Production-Tested — February 2026

5 Million CSV Rows Joined
in 23.6 Seconds (join time, excludes optional analysis step)

212K rows/second (inner join, dataset-dependent). Hash-based O(n+m) algorithm. 7 join types, composite keys, explosion detection — all in your browser with zero uploads. CSV Merger for full data preparation workflows, or see the full tool overview.

~333K/s

Peak Throughput

rows/sec at 1M rows

5M+

Maximum Tested

rows (~900MB combined, 64GB RAM)

Never

File Uploads

zero transmission

Join Types

incl. Anti & Semi

Benchmark Performance

What these numbers measure: SplitForge times are compute benchmarks — milliseconds from worker init to download prompt, averaged across 10 runs (high/low discarded). Chrome (stable), Windows 11, Intel i5-12600KF, 64GB RAM, February 2026. Results vary by hardware, browser, join type, and match rate (±15–20%).

Excel 900s is a workflow estimate, not a compute benchmark — it represents a typical end-to-end VLOOKUP workflow (write formula, drag down, IFERROR wrapper, copy-paste as values, troubleshoot mismatches) from internal testing, February 2026. Actual workflow time varies by user familiarity and file complexity. These are not directly comparable numbers — the intent is to show why the tool context matters, not raw compute speed.

Performance at Scale

Chrome (stable) · Windows 11 · Intel i5-12600KF · 64GB RAM · February 2026

File Size	Inner Join	Left Join	Test Notes
100K rows	~296K rows/sec	~280K rows/sec	Startup overhead visible at small sizes; hash map build dominates
500K rows	~310K rows/sec	~295K rows/sec	Mixed data types, single key column, 85% match rate
1M rows	~333K rows/sec	~315K rows/sec	Inner join with duplicates; 90% match rate
2M rows	~290K rows/sec	~270K rows/sec	Larger right-side hash table, more GC pressure
5M rows	~212K rows/sec	~195K rows/sec	Verified stress test — 5M left × 4.5M right, 556MB output
10M (est.)	~208K rows/sec	~190K rows/sec	Estimated based on scaling curve; browser memory is the constraint

Results vary by hardware, browser, match rate, and number of output columns. Throughput peaks at 1M rows as hash map fits optimally in memory, then decreases at 5M due to GC pressure on larger hash tables.

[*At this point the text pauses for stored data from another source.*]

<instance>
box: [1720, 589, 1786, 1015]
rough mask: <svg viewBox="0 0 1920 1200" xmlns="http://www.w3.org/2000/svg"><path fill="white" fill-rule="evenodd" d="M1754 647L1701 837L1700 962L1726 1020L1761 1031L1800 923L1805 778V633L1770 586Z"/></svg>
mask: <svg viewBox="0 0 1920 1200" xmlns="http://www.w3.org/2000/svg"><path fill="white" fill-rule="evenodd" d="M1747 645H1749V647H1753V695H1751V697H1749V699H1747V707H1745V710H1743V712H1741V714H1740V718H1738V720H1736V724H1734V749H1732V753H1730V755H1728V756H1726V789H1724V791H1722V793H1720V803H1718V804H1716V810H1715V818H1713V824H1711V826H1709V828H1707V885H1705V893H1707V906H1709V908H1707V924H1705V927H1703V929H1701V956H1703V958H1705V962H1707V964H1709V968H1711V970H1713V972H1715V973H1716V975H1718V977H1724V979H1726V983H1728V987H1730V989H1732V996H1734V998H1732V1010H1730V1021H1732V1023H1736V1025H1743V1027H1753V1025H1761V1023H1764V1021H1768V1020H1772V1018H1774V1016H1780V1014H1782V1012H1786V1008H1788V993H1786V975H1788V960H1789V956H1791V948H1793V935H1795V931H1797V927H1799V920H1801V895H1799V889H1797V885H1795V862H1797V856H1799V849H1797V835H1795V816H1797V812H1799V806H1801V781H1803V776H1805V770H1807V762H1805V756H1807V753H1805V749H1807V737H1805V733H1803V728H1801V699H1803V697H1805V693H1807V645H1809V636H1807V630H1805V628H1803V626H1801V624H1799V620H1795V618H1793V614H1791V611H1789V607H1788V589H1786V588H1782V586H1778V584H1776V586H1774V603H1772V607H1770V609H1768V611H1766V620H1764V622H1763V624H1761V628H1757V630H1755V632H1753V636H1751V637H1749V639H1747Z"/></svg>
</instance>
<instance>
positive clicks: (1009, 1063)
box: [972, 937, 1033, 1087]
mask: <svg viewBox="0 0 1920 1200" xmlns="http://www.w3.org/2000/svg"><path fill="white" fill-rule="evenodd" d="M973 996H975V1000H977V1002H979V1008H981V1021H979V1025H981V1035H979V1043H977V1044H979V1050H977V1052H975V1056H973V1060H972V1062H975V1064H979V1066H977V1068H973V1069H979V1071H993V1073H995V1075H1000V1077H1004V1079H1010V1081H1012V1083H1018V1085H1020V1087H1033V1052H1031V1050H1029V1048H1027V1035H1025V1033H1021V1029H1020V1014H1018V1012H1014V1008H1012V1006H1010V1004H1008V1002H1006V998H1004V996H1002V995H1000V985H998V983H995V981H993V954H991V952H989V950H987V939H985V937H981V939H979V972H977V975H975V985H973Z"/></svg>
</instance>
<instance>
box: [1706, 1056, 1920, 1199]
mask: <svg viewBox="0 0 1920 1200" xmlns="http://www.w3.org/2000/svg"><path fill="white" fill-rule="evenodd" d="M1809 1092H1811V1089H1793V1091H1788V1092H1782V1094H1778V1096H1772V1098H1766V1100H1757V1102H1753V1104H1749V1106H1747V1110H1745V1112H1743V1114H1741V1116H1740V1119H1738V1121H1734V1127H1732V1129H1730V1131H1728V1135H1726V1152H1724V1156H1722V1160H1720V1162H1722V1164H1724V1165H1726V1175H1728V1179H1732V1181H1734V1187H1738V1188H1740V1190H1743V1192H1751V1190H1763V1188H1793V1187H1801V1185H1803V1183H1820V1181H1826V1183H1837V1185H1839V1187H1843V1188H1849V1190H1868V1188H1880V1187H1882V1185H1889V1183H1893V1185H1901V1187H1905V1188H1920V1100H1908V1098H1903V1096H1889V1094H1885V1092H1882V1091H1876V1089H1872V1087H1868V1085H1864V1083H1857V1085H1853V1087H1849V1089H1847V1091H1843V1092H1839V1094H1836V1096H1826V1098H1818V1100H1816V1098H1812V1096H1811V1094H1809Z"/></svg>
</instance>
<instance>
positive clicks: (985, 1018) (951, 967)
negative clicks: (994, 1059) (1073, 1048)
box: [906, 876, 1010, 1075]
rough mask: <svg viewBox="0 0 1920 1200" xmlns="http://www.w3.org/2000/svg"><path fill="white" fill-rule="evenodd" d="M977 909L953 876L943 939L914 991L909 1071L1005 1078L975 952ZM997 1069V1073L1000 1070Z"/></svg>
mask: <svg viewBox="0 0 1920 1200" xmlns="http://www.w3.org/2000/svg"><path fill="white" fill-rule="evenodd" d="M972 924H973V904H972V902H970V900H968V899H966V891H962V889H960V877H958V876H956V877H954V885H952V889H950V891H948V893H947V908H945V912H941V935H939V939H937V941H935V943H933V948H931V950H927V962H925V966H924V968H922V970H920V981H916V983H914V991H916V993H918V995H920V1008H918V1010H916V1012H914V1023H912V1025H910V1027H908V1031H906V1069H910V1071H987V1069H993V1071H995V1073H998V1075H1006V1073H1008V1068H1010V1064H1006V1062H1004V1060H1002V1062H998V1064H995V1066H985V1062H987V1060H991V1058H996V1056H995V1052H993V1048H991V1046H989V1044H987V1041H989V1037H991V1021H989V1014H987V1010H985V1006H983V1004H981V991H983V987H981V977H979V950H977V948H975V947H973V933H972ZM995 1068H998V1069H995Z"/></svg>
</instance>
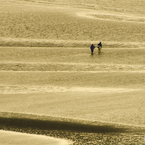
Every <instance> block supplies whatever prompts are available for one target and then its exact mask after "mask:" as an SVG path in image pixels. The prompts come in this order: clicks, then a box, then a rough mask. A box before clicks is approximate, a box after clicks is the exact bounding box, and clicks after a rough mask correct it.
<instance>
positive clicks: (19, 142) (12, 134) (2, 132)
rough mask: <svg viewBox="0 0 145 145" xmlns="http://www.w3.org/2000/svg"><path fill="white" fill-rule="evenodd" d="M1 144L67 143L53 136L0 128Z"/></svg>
mask: <svg viewBox="0 0 145 145" xmlns="http://www.w3.org/2000/svg"><path fill="white" fill-rule="evenodd" d="M0 144H1V145H69V144H71V143H69V142H68V141H66V140H63V139H56V138H53V137H48V136H42V135H32V134H26V133H18V132H12V131H3V130H0Z"/></svg>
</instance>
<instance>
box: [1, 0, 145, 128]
mask: <svg viewBox="0 0 145 145" xmlns="http://www.w3.org/2000/svg"><path fill="white" fill-rule="evenodd" d="M130 4H132V5H130ZM136 4H138V7H136ZM118 5H119V6H118ZM144 6H145V3H144V2H143V1H139V2H138V1H137V0H133V1H131V0H130V1H126V0H122V1H118V2H117V3H116V2H115V1H111V2H108V1H107V0H98V1H97V2H96V1H95V0H91V1H89V2H88V1H86V2H83V0H80V1H73V0H70V1H69V2H68V1H66V0H60V1H59V2H53V1H49V0H45V1H39V0H34V1H33V2H32V1H18V0H9V1H7V2H6V1H4V0H1V1H0V17H1V23H0V46H1V47H0V110H1V112H16V113H27V114H37V115H46V116H55V117H64V118H77V119H82V120H91V121H92V120H99V121H106V122H114V123H122V124H131V125H141V126H144V125H145V121H144V120H145V113H144V112H145V107H144V102H145V97H144V94H145V91H144V87H145V49H144V48H145V37H144V34H145V25H144V23H145V17H144V12H145V11H144ZM100 41H101V42H102V44H103V49H102V52H101V54H98V51H97V48H96V49H95V51H94V55H93V56H92V55H90V53H91V52H90V48H89V47H90V45H91V44H92V43H93V44H94V45H95V46H97V44H98V42H100Z"/></svg>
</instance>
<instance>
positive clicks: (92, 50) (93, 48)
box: [90, 44, 95, 55]
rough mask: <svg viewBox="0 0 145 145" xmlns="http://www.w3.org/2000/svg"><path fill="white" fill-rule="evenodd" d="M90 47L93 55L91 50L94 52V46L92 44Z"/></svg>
mask: <svg viewBox="0 0 145 145" xmlns="http://www.w3.org/2000/svg"><path fill="white" fill-rule="evenodd" d="M90 49H91V54H92V55H93V52H94V49H95V46H94V45H93V44H92V45H91V47H90Z"/></svg>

Join Type Performance Overhead

Inner Join (Default)

Baseline

~212K rows/sec

Returns only rows with matches in both tables. Smallest output, least memory pressure. Hash map built from right table; left rows streamed and matched against it. Fastest join type because unmatched rows are discarded immediately.

Left Join

+8% time

~195K rows/sec

All left rows returned, matched or not. Unmatched left rows get empty values for right columns. Overhead: must write null-padded rows for non-matching left keys. This is the closest equivalent to Excel VLOOKUP — but returns ALL matches, not just the first.

Right Join

+15% time

~185K rows/sec

All right rows returned, matched or not. Requires tracking which right keys were matched during left-table streaming, then outputting unmatched right rows in a second pass. Slightly more overhead than left join due to second-pass tracking.

Full Outer Join

+20% time

~175K rows/sec

All rows from both tables, nulls where no match on either side. Combines left join logic with unmatched right row tracking. Largest possible output (sum of both tables minus inner join rows). Use with caution on large files — output can be much larger than either input.

Anti Join

<0% (faster)

~220K rows/sec

Left rows WITHOUT a match — no right columns assembled. Actually faster than inner join because output rows are simpler (left columns only, no right column assembly). Use to find orphaned records: customers without orders, products not in price lists, invoices without payments.

Semi Join

<0% (faster)

~225K rows/sec

Left rows WITH a match, but without right columns. Fastest of all join types: match confirmed in hash table, left row written as-is, right columns never assembled. Use when you need the left table filtered by the right table but don't want right column data added.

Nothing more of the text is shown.